Pave Bank, a firm developing the world’s first “programmable bank” designed for digital assets and the AI era, has secured $39m in funding.
The funding round was led by Accel, with participation from Tether Investments, Quona Capital, Wintermute, Helios Digital Ventures, Financial Technology Partners, Yolo Investments, Kazea Fund, and GC&H Investments, claims Finextra.
Founded by CEO Salim Dhanani, alongside Simon Vans-Colina and Dmitry Bocharov, Pave Bank brings together a wealth of experience from the global banking and FinTech sectors. Dhanani previously worked at the World Bank and co-founded BigPay, Vans-Colina helped establish Starling Bank after stints at Citibank and Vocalink, and Bocharov was part of the management team at DAX-listed Ferratum Bank.
Pave Bank provides an integrated platform that combines commercial banking services—such as deposit accounts, payments, FX liquidity, and card issuance—with institutional-grade digital asset management tools.

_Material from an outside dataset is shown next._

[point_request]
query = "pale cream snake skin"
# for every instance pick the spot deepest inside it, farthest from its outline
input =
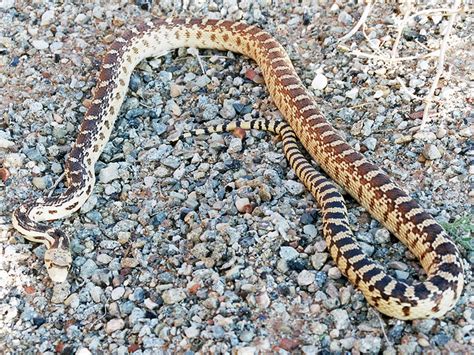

These include instant settlement capabilities, OTC trading, and corporate treasury solutions.
The company aims to simplify financial operations by allowing clients to manage both fiat and digital assets under one regulatory and compliance framework. Businesses using Pave Bank can automate treasury management, unify fiat and digital assets, and transact securely within the Pave Network without relying on multiple intermediaries.

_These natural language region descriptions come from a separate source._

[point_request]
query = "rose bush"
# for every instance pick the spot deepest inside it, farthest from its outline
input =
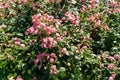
(59, 40)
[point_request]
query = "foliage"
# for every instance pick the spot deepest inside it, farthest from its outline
(59, 40)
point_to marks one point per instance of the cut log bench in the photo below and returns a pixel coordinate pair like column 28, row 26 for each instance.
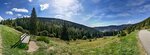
column 23, row 39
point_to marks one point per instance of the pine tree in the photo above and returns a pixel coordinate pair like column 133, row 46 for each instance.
column 33, row 22
column 64, row 34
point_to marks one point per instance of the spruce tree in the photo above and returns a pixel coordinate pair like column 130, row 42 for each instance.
column 33, row 22
column 64, row 34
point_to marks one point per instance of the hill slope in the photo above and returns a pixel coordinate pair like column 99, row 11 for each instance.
column 112, row 28
column 54, row 27
column 145, row 24
column 104, row 46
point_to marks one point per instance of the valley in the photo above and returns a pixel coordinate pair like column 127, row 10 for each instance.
column 108, row 45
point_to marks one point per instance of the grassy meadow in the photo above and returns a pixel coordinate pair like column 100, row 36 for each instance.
column 127, row 45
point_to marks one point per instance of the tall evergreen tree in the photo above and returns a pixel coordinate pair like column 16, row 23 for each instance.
column 64, row 34
column 33, row 22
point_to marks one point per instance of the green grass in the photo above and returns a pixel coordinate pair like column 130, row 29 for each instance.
column 127, row 45
column 9, row 38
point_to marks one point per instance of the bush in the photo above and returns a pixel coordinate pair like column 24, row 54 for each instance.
column 43, row 33
column 84, row 38
column 23, row 46
column 43, row 39
column 19, row 28
column 121, row 34
column 26, row 31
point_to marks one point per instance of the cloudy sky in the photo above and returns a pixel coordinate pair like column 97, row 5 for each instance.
column 87, row 12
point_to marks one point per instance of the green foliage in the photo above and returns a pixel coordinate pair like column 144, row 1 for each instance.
column 33, row 22
column 138, row 26
column 43, row 33
column 43, row 39
column 23, row 46
column 84, row 38
column 9, row 38
column 19, row 28
column 64, row 34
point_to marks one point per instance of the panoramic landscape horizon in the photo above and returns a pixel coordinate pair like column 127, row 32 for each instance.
column 74, row 27
column 91, row 13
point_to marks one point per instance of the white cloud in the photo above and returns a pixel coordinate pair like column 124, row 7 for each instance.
column 1, row 18
column 9, row 12
column 96, row 1
column 135, row 2
column 20, row 10
column 30, row 0
column 18, row 15
column 5, row 3
column 66, row 9
column 129, row 22
column 44, row 6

The latest funding will enable Pave to broaden its licensing coverage, enhance its programmable treasury and institutional finance offerings, and strengthen its connections with leading financial and digital asset ecosystems.

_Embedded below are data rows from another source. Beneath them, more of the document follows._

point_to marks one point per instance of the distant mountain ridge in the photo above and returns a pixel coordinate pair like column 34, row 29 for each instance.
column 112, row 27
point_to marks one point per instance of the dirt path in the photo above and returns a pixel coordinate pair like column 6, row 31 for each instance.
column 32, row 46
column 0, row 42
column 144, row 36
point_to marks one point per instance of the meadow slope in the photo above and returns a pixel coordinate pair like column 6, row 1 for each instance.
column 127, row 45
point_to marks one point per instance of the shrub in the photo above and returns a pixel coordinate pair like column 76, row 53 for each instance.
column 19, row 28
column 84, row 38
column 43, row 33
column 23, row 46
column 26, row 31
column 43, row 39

Pave Bank CEO Salim Dhanani said, “The global financial system is moving towards regulated on-chain finance, and institutions need a trusted bridge between the old and the new. We have built a mulit-asset bank that merges the stability and prudential oversight of traditional finance with the automation, speed, and intelligence of digital assets. This is about redefining how money moves safely, transparently, and automatically across the world’s financial systems.”